May 14, 2024

Implementing Perceptron Neural Network for Classification in Python


In this post, we explain how to implement the perceptron neural network for classification tasks from scratch.

To motivate the need for perceptron, let us consider the following problem. Suppose that we are given two sets of points in the X_{1}-X_{2} planes:

(1)   \begin{align*}\text{Class A}= \{(x_{1}^{A1},x_{2}^{A1}),(x_{1}^{A2},x_{2}^{A2}),\ldots, (x_{1}^{AN},x_{2}^{AN})\} \\\text{Class B}= \{(x_{1}^{B1},x_{2}^{B1}),(x_{1}^{B2},x_{2}^{B2}),\ldots, (x_{1}^{BM},x_{2}^{BM})\} \end{align*}


where N and M are the numbers of points in the ClassA and ClassB. For example, these two classes are shown in Fig. 1 below.

Figure 1: Two classes: Class A (rectangle) and Class B (polygon).

Now, suppose that we are given a new point P: (x_{1}^{P},x_{2}^{P} ). Our task is to determine if this point belongs to Class A or Class B? Point P is illustrated in the figure below.

Figure 2: The goal is to determine if new point P belongs to class A or class B.

One way to solve this problem is to first fit the line that will separate these two classes, then once this line is fitted, we can easily determine where the point P belongs by investigating if the point P is above or below the fitted line. The fitted line is shown in the figure below.

Figure 3: The fitted line separating two classes.

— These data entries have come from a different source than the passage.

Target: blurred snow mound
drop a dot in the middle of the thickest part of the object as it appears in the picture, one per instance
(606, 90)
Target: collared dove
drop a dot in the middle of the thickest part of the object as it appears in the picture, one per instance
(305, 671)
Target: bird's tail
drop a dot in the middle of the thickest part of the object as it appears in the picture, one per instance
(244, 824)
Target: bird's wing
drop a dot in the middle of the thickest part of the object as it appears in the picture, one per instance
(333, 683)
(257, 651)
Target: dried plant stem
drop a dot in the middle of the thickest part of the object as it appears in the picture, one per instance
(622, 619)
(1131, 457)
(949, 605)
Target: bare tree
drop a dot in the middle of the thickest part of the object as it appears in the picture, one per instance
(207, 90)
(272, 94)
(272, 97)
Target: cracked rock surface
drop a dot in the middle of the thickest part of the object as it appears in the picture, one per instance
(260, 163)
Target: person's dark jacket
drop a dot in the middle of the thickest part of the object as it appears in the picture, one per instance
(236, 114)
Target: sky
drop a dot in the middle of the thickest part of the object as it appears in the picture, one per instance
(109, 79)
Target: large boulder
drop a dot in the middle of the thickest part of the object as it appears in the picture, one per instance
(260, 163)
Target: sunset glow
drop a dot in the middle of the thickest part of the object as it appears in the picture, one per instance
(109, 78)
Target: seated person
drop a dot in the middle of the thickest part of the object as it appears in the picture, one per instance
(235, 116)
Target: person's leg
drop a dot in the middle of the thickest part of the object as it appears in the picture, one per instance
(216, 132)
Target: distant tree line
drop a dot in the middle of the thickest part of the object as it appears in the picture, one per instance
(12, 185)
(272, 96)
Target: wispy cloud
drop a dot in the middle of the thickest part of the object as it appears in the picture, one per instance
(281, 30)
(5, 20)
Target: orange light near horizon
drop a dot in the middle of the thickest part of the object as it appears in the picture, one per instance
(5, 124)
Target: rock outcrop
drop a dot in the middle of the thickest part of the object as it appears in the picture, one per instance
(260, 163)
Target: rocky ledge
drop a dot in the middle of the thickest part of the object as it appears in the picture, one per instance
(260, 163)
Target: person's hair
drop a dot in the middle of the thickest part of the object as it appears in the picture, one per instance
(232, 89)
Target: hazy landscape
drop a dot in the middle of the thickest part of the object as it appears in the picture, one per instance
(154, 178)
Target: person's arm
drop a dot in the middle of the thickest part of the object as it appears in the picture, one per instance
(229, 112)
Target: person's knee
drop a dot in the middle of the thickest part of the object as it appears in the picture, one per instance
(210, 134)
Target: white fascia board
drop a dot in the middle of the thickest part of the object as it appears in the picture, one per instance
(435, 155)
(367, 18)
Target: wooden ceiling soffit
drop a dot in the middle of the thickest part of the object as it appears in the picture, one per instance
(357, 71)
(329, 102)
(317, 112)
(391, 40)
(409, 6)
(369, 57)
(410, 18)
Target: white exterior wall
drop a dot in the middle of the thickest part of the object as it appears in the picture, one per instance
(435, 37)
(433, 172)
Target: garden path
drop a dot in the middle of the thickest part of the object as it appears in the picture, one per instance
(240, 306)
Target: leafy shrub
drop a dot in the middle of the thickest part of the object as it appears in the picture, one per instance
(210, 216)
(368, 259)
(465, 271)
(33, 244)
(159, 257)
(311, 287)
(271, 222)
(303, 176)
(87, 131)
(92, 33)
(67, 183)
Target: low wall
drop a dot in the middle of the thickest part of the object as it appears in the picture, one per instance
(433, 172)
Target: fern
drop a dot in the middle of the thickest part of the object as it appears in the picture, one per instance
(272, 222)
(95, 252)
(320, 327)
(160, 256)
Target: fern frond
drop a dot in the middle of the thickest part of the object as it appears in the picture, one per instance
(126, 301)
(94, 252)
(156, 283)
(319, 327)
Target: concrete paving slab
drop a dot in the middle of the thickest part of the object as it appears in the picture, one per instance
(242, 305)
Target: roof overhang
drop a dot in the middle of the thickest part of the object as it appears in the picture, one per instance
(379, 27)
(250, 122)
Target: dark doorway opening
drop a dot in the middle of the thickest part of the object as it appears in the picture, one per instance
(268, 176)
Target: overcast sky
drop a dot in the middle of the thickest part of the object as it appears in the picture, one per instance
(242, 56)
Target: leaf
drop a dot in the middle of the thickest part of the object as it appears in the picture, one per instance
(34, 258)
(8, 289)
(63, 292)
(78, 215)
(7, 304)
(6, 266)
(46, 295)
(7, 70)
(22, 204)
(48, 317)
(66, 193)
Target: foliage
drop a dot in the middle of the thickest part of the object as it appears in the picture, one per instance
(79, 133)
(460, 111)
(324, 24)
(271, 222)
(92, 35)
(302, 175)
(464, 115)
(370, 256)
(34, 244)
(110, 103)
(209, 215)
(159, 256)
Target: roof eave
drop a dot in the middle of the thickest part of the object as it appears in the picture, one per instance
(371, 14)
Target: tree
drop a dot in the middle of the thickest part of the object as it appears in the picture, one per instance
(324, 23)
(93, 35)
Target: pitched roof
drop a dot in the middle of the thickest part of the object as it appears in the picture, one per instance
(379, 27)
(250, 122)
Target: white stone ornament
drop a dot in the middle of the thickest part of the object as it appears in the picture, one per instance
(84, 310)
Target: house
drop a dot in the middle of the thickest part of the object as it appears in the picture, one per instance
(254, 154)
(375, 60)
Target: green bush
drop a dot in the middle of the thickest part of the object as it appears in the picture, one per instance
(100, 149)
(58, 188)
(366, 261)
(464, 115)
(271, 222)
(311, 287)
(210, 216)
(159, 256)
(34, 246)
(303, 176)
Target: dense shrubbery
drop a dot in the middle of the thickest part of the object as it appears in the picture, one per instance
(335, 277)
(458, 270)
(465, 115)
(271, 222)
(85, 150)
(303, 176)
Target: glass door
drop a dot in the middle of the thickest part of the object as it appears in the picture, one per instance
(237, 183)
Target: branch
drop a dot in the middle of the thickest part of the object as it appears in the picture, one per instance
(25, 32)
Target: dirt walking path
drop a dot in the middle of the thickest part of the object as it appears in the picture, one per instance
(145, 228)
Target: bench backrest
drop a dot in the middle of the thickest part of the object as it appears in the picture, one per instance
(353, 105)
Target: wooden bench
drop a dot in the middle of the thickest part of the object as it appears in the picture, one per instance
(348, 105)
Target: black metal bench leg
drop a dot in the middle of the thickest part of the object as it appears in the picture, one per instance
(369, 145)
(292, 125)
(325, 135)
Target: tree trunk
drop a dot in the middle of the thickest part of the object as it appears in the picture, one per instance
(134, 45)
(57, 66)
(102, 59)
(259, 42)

Since point P is below the fitted line, it belongs to class P. This is shown in the figure below.

Figure 4:Since point P is below the fitted line, it belongs to class P. This is shown in the figure below.

Let us mathematically formulate this problem and explain how to solve it. First, let us define the line. In the general case, the line will have the following canonical form

(2)   \begin{align*}0=w_{0}x_{0}+w_{1}x_{1}+w_{2}x_{2}+\ldots +w_{q}x_{q}\end{align*}


where w_{i}, i=0,1,2,\ldots, q are the weights that need to be determined, x_{0}=1 by default, and x_{i}, i=1,2,\ldots, q are called the features in the machine learning terminology. The weight w_{0} is called the bias weight, and its corresponding feature is set to 1 by default. Here, we have assumed the general case for q input features. For example, in Figs. 1-4, the situation is shown for q=2.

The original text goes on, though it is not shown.